"Propagande", "démagogie", tels sont les termes qui reviennent dans plusieurs critiques négatives ici-même.
Les faits : je travaille dans un institut d'enseignement spécialisé belge qui accueille, entre autres, des enfants avec autisme, pas loin de la frontière française. Et des enfants français, il y en a pas mal chez nous, faute d'un encadrement scolaire réellement adapté et suffisant en France, sans parler des écoles d'éducs spé belges qui accueillent une grande quantité d'étudiants français.
Ceci étant posé, parlons du film, rien que du film.

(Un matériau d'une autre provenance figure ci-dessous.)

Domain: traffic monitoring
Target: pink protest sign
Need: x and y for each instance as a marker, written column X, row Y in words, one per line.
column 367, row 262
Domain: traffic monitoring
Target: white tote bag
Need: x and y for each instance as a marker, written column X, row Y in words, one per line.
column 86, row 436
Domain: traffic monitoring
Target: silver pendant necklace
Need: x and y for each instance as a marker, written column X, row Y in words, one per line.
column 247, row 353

Vincent Cassel, à contre-emploi, et Reda Kateb, toujours exceptionnel, campent deux éducateurs qui s'entraident et se complètent au moment où l'association du premier est visée par une inspection pouvant mener à sa fermeture. Leur public, des adolescents et des adultes avec autisme mais aussi des jeunes en réinsertion professionnelle. Si deux acteurs dominent l'affiche, il faut rendre justice aux nombreux seconds rôles, qu'ils s'agisse des éducs en formation (notamment le jeune Bryan Mialoundama) ou des enfants et adultes avec autisme.
La réalisation se veut au plus près des situations filmées, parfois caméra au poing, en mouvement, parfois plus lente, plus rarement en plans larges, ce qui nous permet d'appréhender le réalisme des visages et des situations. Quelques scènes sont vues de l'intérieur, à coup de flous et de lumières aveuglantes, comme pourrait les vivre le jeune Valentin. Les émotions sont suggérées plus qu'assénées à la guimauve et renforcent le réalisme du parti pris. Les quelques rares situations de "drague" (comme j'ai pu le lire dans la critique d'une association gérant l'autisme) n'en sont pas. Elles sont à peine effleurées et c'est très bien comme ça, c'est aussi de l'ordre de l'humanité du quotidien.

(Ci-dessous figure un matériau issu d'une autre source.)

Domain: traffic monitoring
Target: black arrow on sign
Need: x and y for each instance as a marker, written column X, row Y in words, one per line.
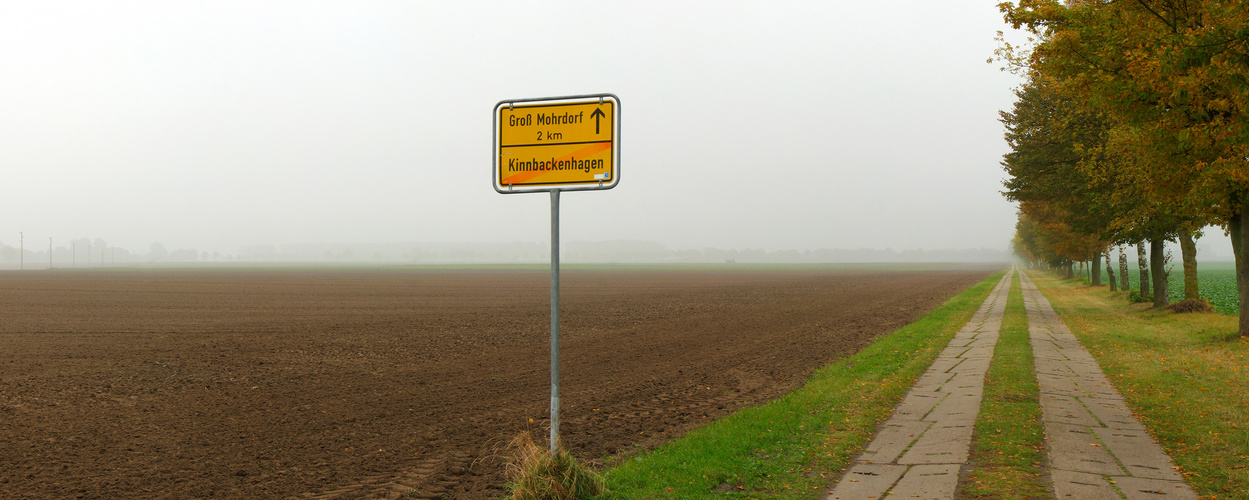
column 598, row 111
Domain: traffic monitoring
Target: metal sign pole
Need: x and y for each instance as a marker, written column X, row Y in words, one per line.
column 555, row 320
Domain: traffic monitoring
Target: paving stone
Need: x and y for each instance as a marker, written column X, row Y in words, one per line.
column 933, row 380
column 927, row 483
column 947, row 398
column 1074, row 448
column 944, row 443
column 1057, row 384
column 1053, row 366
column 1153, row 489
column 963, row 381
column 893, row 438
column 976, row 365
column 944, row 364
column 866, row 481
column 1113, row 413
column 1139, row 454
column 956, row 406
column 1071, row 485
column 917, row 404
column 1058, row 408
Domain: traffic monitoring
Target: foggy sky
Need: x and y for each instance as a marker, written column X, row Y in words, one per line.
column 772, row 125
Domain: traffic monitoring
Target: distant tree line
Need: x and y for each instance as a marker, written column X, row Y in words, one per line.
column 1130, row 129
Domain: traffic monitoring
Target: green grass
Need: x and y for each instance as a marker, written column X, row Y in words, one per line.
column 794, row 446
column 1008, row 448
column 1215, row 281
column 1184, row 375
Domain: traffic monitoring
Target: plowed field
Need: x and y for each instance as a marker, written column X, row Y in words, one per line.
column 377, row 383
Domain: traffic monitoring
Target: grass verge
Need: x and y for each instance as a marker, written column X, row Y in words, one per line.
column 794, row 446
column 1184, row 375
column 1008, row 448
column 536, row 474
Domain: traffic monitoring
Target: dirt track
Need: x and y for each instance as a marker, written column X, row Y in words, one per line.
column 357, row 383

Une association de prise en charge avait dénoncé une "instrumentalisation" de l'autisme en raison du fait que les "malades" (je ne savais pas qu'on considérait encore les personnes avec autisme comme des malades) sont traités de l'extérieur, comme des objets et non des sujets de plein droit. Ce qui peut en effet s'entendre. Ce film n'est pas le 8ème jour, il démarre d'un parti pris : le quotidien, non des personnes avec autisme, mais des personnes qui les accompagnent, associations, hôpitaux, centres d'hébergement., mais aussi des parents, trop souvent seuls et démunis. Une fiction de 2h, même si elle est inspirée de faits réels, destinée au plus large public, n'est pas un documentaire en 8 fois 1h sur l'autisme tel que vécu de l'intérieur. Pour ça, il y a le percutant Cerveau d'Hugo, notamment.

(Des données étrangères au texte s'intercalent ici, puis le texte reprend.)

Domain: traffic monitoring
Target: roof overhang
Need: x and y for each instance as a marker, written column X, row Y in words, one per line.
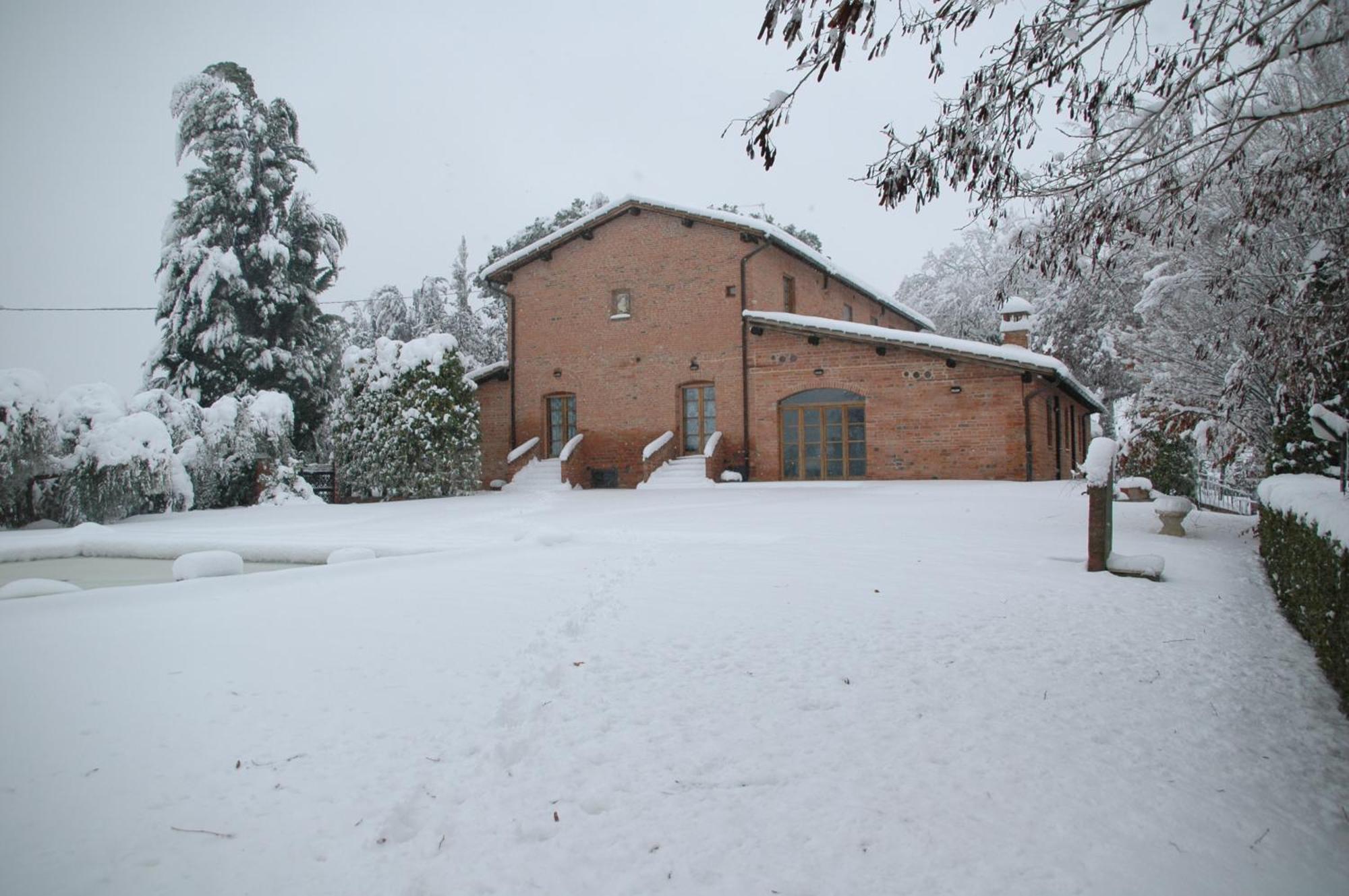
column 501, row 270
column 968, row 350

Hors normes est avant tout une comédie réaliste et sociale visant à dénoncer le peu d'investissement public et, surtout, l'écrasante administration bureaucratique française en termes d'aide sociale. D'autres thèmes pourraient servir le propos, comme l'accueil des enfants placés, le sort des enfants qui sont virés des écoles parce qu'inadaptés au système scolaire psychorigide français, le traitement des personnes âgées et j'en passe, hélas, tellement. L'autisme a cet avantage d'être porteur auprès du public. Les gens "adorent les handicapés" comme ils sont tous contre le harcèlement scolaire. C'est bankable. Sauf que la situation, concrètement, n'évolue pas ou pas assez et que nous en sommes toutes et tous responsables : on n'est tous contre le harcèlement ou pour les autistes mais nous acceptons une société qui favorise le harcèlement et le validisme, la norme.
Alors oui, c'est avant tout une grosse claque aux services publics français mais également un hommage légitime aux femmes et aux hommes de terrain qui se battent au quotidien pour le mieux être des personnes qu'ils accompagnent.
Une réussite et un magnifique film, finalement très pudique.